O impacto do turismo vai muito além dos grandes centros de negócios. A executiva ressaltou o poder do setor em desenvolver destinos e gerar empregos e capacitação de forma rápida, citando o renascimento e a ascensão de cidades como Gramado (RS), Lençóis Maranhenses (MA) e Fernando de Noronha (PE).

Contudo, a expansão do setor traz à tona um debate essencial: o Brasil está competindo por volume ou por valor? Questionou a executiva ao dizer sobre os principais desafios para quem trabalha com turismo.

Ao mencionar a crise de overtourism enfrentada por cidades como Barcelona, na Espanha, Ana Carolina alertou para a necessidade de um turismo responsável. O objetivo é garantir que a vasta riqueza natural do Brasil como a Amazônia, o Pantanal, as Cataratas do Iguaçu e a regioes litorâneas sejam preservada e que os recursos gerados se transformem em investimentos reais para o próprio país.

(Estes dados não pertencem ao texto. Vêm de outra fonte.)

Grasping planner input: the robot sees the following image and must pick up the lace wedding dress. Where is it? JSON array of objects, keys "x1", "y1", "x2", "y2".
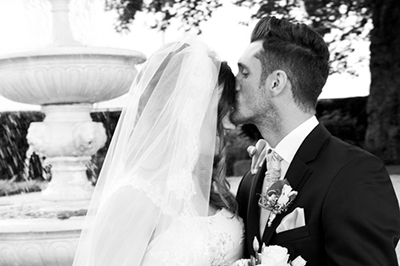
[
  {"x1": 73, "y1": 38, "x2": 243, "y2": 266},
  {"x1": 142, "y1": 209, "x2": 244, "y2": 266}
]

Gargalos logísticos e a necessidade de qualificação

Apesar do enorme potencial e da excelência em hotelaria premium e gastronomia, o Brasil ainda lida com barreiras estruturais significativas para atrair e reter o turismo de incentivo e eventos corporativos. Durante o seminário, a executiva elencou os principais obstáculos que impedem um crescimento ainda mais expressivo:

  • Conectividade e Logística: A dificuldade de malha aérea interna, os altos custos de passagem e a falta de modais de transporte alternativos.
  • Qualificação do Receptivo: A necessidade urgente de capacitar as agências receptivas pelo país para atender adequadamente às exigências de um consumidor premium internacional e doméstico.
  • Percepção de Segurança: Um fator crítico de imagem no exterior que afeta diretamente a atração de novos visitantes e que exige uma mudança de narrativa sustentada pela experiência real do turista no destino.
  • Concorrência Internacional: A disputa acirrada com mercados como Caribe, México e Europa, que já possuem infraestruturas consolidadas para receber esse perfil de viajante.

União do setor como caminho para o crescimento

Para enfrentar esses desafios estruturais de frente e reposicionar a imagem do país globalmente, Ana Carolina Medeiros endossou a necessidade de uma atuação conjunta e estratégica entre as lideranças do trade. A executiva apoiou enfaticamente a proposta de criação da União Nacional do Turismo (UNT), proposta apresentada anteriormente no seminário pelo ex-ministro Vinicius Lummertz.

Em vez de pulverizar esforços em novas entidades, a estratégia defende a sinergia entre as associações já existentes em prol de um projeto unificado e robusto de promoção turística.

“A gente não precisa criar uma nova associação, a gente só precisa pegar as principais associações e criar um grande projeto. Juntos, nós temos condições de crescer e colocar o Brasil na rota que ele deveria estar há bastante tempo”, concluiu Ana Carolina.